KEY2CHEM

Distribution of Electrons in an Atom

Electrons are negatively charged particles that are attracted to the positively-charged nucleus in an atom. The closer the electrons are to the nucleus, the more strongly attracted they are (this is Coulomb’s law, where the force of the attraction is proportional to the magnitude of the charges, and inversely proportional to the square of the distance separating the charges). Photoelectron spectroscopy (PES) data can provide information regarding how tightly held an electron is, based on how much energy is required to remove it from an atom or ion. This is a measure of the ionization energy; electrons that are more tightly held (closer to the nucleus) require the input of more energy and have higher ionization energies.

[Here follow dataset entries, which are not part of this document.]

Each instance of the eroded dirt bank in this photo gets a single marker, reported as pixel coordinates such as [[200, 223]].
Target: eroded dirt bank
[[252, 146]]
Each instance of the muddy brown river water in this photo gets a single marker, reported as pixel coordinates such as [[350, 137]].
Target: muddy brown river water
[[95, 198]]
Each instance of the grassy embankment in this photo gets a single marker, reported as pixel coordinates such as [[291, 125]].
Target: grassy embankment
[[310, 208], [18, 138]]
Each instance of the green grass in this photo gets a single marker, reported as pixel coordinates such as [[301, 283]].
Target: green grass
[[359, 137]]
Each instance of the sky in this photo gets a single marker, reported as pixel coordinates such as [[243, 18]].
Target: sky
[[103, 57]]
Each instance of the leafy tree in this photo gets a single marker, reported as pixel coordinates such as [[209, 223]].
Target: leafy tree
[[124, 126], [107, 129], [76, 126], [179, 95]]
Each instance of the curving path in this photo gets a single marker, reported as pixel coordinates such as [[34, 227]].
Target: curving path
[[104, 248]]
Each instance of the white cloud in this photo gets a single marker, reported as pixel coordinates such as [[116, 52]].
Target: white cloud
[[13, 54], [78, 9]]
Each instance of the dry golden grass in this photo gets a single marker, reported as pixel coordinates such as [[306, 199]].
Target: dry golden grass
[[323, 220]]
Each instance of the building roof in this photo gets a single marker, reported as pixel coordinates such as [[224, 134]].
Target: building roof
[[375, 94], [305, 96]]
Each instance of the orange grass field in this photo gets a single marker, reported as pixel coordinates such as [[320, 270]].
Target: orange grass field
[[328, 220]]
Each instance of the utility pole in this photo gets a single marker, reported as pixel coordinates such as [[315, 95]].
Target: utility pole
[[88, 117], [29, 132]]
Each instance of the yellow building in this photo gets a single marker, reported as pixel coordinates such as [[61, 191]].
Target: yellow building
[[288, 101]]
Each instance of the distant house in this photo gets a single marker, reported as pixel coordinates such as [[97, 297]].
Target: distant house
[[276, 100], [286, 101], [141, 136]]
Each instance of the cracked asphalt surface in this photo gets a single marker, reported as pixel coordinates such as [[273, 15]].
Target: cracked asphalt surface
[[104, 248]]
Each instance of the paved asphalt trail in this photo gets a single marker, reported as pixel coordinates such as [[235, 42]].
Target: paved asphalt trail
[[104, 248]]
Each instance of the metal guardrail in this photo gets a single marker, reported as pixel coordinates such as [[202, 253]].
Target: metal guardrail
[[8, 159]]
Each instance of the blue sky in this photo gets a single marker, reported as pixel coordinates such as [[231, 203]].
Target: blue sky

Electrons that are more loosely held (farther from the nucleus) require less energy to be removed and have lower ionization energies. The energy of the photon needed to move an electron between two energy levels is given by $$E = h\nu$$, where $$E = \text{energy of the photon}$$ , $$h = \text{Planck's constant} = 6.626 \times 10 ^{-34}\text{ J}\cdot\text{s}$$, and $$\nu = \text{frequency of the photon}$$. Example 1.

PES data shows ionization energies for $$3$$ of the electrons in $$\require{mhchem}\ce{Ne}$$ to have values $$839\text{ MJ/mol}$$, $$4.67\text{ MJ/mol}$$, and $$2.08\text{ MJ/mol}$$. Which electron is furthest from the nucleus?

A. $$839\text{ MJ/mol}$$

B. $$4.67\text{ MJ/mol}$$

C. $$2.08\text{ MJ/mol}$$

Solution

C. $$2.08\text{ MJ/mol}$$

The electron with the smallest ionization energy (energy needed to completely remove the electron from the nucleus) is furthest from the nucleus. Since it is less tightly held, it requires less energy to remove it.

Example 2.

For the photoelectron spectrum of $$\require{mhchem}\ce{Ar}$$, what is the ratio of intensities of the highest energy and lowest energy peaks?

A. $$1:1$$

B.  $$1:2$$

C.  $$1:3$$

Solution

C. $$1:3$$

The electron configuration of $$\require{mhchem}\ce{Ar}$$ is $$1s^22s^22p^63s^23p^6$$. The highest energy peak corresponds to the $$1s^2$$ electrons, while the lowest energy peak corresponds to the $$3p^6$$ electrons. As such, the intensity ratio will be 2:6 (or 1:3).

Example 3.

Which second period element is likely to give the following photoelectron spectrum? A. $$\require{mhchem}\ce{Li}$$

B. $$\require{mhchem}\ce{N}$$

C. $$\require{mhchem}\ce{Be}$$

Solution

A. $$\require{mhchem}\ce{Li}$$

There are two peaks in the spectrum. The peak at higher energy ($$6.26\text{ MJ/mol}$$) is twice as intense as the lower energy ($$0.52\text{ MJ/mol}$$) peak. This tells us that the ratio of electrons between the higher energy and lower energy peaks is $$2:1$$. This corresponds to Li, with its electron configuration of $$1s^22s^1$$, where the $$1s$$ electrons are ionized at higher energy compared to the $$2s$$ electrons, which are less tightly held.